What changes are in store from CompTIA’s next A+ overhaul?
Approximately every three years, the certification exams from CompTIA that are ISO certified get updated to new editions. It is a lengthy process that often begins with a target audience completing surveys about what related skills they think are important in today’s market, then morphs into a job task analysis (JTA), and a couple of versions of objectives. It is from these objectives that training companies and providers create books, DVDs, classes, and such to prepare candidates to take and pass the exams.
The time to revise the current CompTIA A+ exams is at hand and that process is being done with a hope of having new versions of the tests out by the end of the year. As I write this, CompTIA has not released any objectives or stated what will (and will not) be in the next editions once its A+ overhaul is complete. It is possible, however, to conjecture what to expect based on changes that have been made to other exams (most notably Network+ and Security+) as well as the questions incorporated into the initial survey that appeared for a short time a couple of months ago. In a way, these represent hints (not proofs) of upcoming changes.
I must ardently stress that what follows is only conjecture. CompTIA is expected to release a first round of objectives soon but they have not yet done so. This conjecture is only my opinion of ten significant changes that can be expected in the exams and it does not reflect what may or may not actually be there. That said, let’s start the list:
10. A Change in Windows Operating Systems You Need to Know
On the safe bet side, CompTIA is expected to update the Windows operating systems that the exam questions ask about. Currently, candidates need to know Windows XP, Windows Vista, and Windows 7. Since support for Windows XP has ended, it would be hard to justify keeping questions about it in the question pool. While one can argue that Windows Vista is rarely seen in the workplace, I expect the questions that reference it will stay.
For as long as I can remember, three versions of Windows have always been tested on and you can’t start asking about Windows 10 yet, so most likely A+ candidates will need to know Windows Vista, Windows 7, and Windows 8.1 for the 220-901 and 220-902 CompTIA A+ exams.
9. An Addition to Operating Systems Overall
It is crucial that system administrators today know Windows desktop operating systems, but that is only the tip of the iceberg. With so many web servers — and other servers — running Linux, and with so many BYOD items being from Apple, it is a good bet that some very basic non-Windows OS topics will be tested on.
If you look back through previous iterations of the A+ exams, there used to be non-Windows questions years ago. In fact, at one point in time the idea was that you would take a hardware exam and a software exam with the latter including options to choose from. That concept disappeared a while back and Windows became the sole OS candidates are expected to know — not only that, but all the topics became related to desktop versions of the OS, and not server versions (this would have been around the time that Server+ was created to focus on that market).

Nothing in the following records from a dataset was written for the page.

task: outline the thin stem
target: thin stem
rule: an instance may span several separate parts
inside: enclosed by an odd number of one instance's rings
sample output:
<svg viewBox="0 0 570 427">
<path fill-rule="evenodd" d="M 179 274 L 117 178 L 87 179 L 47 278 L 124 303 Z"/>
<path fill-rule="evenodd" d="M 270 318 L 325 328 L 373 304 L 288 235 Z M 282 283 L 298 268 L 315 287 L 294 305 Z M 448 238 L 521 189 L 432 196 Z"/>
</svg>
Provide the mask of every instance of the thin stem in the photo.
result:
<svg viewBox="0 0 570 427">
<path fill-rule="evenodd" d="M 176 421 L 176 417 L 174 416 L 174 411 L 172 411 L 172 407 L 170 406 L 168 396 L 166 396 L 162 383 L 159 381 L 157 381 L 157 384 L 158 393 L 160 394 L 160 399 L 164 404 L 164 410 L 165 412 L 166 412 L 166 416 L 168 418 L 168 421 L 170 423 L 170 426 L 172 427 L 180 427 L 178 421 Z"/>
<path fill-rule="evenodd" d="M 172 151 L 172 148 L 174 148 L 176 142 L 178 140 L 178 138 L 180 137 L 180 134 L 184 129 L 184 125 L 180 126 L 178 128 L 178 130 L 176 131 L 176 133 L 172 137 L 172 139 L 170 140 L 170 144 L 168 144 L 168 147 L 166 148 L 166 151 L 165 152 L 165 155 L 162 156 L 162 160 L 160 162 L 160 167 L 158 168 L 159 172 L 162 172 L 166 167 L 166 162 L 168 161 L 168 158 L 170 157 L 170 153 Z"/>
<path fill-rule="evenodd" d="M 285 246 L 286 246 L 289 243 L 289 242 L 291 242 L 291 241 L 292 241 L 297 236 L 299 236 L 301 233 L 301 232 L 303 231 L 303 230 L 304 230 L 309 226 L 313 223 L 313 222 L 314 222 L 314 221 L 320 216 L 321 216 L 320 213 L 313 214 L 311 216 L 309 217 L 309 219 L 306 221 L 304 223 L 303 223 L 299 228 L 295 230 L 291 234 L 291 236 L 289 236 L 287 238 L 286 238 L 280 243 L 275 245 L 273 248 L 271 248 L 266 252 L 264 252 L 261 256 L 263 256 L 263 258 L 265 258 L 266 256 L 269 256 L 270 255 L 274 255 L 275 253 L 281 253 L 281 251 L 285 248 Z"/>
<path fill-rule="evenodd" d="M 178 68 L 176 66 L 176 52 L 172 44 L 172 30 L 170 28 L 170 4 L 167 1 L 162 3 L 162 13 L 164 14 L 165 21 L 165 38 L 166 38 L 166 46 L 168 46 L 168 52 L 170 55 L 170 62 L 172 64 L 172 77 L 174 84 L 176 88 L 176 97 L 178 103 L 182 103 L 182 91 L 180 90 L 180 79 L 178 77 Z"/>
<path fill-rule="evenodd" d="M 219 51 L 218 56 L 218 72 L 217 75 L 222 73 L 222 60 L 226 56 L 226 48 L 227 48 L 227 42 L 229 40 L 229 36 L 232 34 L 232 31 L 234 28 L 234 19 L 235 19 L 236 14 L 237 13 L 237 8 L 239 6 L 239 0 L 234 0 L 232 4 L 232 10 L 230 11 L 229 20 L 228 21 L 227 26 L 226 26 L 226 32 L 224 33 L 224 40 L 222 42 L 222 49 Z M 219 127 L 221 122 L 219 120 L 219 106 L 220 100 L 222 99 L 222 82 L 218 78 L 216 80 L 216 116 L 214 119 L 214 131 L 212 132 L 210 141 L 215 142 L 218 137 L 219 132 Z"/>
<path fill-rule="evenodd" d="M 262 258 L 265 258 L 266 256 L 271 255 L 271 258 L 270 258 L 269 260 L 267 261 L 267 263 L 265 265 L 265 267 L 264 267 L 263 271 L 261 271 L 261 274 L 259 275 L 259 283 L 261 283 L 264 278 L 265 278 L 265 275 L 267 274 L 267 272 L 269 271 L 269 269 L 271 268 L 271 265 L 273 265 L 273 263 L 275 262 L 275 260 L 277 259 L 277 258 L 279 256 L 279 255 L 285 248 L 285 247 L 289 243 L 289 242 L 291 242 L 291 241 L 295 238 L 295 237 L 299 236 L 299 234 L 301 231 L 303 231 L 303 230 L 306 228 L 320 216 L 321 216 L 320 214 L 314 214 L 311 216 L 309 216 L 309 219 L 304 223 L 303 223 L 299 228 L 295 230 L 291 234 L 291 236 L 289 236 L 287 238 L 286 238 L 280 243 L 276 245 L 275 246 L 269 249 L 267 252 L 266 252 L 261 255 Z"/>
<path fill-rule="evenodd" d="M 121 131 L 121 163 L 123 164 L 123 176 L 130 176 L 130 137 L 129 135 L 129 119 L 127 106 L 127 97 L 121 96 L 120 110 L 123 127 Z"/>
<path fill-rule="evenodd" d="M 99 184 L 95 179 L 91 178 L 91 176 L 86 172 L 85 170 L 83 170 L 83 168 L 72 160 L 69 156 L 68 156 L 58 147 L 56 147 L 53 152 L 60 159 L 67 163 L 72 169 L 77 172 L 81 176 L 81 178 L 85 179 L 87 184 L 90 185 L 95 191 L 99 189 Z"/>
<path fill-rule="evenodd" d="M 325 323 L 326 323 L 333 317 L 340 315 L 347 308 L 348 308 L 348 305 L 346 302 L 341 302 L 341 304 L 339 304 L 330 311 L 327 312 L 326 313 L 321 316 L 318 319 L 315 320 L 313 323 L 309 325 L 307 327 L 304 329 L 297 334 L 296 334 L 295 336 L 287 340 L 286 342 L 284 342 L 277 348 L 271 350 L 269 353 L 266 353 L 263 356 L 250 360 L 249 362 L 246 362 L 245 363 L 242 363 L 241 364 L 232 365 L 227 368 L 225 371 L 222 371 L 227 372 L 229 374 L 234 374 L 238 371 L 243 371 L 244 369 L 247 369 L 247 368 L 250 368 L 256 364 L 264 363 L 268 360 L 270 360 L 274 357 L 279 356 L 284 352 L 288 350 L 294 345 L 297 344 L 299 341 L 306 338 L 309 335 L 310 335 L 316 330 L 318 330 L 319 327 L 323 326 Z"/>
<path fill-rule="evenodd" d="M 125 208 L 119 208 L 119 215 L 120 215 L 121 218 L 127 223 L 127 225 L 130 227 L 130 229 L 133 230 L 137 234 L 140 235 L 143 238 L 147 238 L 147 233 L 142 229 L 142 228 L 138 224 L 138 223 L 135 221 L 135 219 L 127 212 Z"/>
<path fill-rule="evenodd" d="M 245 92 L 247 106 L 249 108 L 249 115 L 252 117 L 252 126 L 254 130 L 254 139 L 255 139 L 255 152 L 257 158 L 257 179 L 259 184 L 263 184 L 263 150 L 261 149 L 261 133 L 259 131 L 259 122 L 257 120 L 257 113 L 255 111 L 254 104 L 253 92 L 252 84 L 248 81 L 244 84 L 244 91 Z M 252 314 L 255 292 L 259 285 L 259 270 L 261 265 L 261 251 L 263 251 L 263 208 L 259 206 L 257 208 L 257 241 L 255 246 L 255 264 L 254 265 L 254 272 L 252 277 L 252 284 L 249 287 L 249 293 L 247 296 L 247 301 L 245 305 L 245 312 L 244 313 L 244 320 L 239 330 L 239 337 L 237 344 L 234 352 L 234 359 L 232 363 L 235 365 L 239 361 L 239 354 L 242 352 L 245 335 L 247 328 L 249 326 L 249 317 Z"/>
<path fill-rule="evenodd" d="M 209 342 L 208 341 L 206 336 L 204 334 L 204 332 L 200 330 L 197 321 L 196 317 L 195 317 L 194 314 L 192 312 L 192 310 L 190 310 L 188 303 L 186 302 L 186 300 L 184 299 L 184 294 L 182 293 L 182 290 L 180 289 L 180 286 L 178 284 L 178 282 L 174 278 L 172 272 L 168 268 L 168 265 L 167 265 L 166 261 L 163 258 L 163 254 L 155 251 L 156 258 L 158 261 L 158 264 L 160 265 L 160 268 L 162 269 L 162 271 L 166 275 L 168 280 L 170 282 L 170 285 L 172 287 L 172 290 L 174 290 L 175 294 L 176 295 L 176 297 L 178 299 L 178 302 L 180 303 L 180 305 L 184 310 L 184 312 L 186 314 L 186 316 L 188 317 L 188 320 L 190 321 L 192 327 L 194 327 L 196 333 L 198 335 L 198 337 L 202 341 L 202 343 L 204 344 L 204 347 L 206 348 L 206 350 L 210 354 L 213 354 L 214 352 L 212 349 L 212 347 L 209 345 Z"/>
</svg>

While it would be nice to see some server-related questions, I don’t think they will come with this update. My best speculation is that you’ll need to know basis Linux command line utilities (cd, cp, grep, ls, and so on).
8. More Emphasis on Mobile
A few years back, a computer was a desktop instrument only. Then laptops and tablets and such became more popular and the A+ exams expanded to include them. Now “mobile” is popular. As a generic, it includes laptops and tablets, but it also encompasses e-readers, smart cameras, wearable technology and so on.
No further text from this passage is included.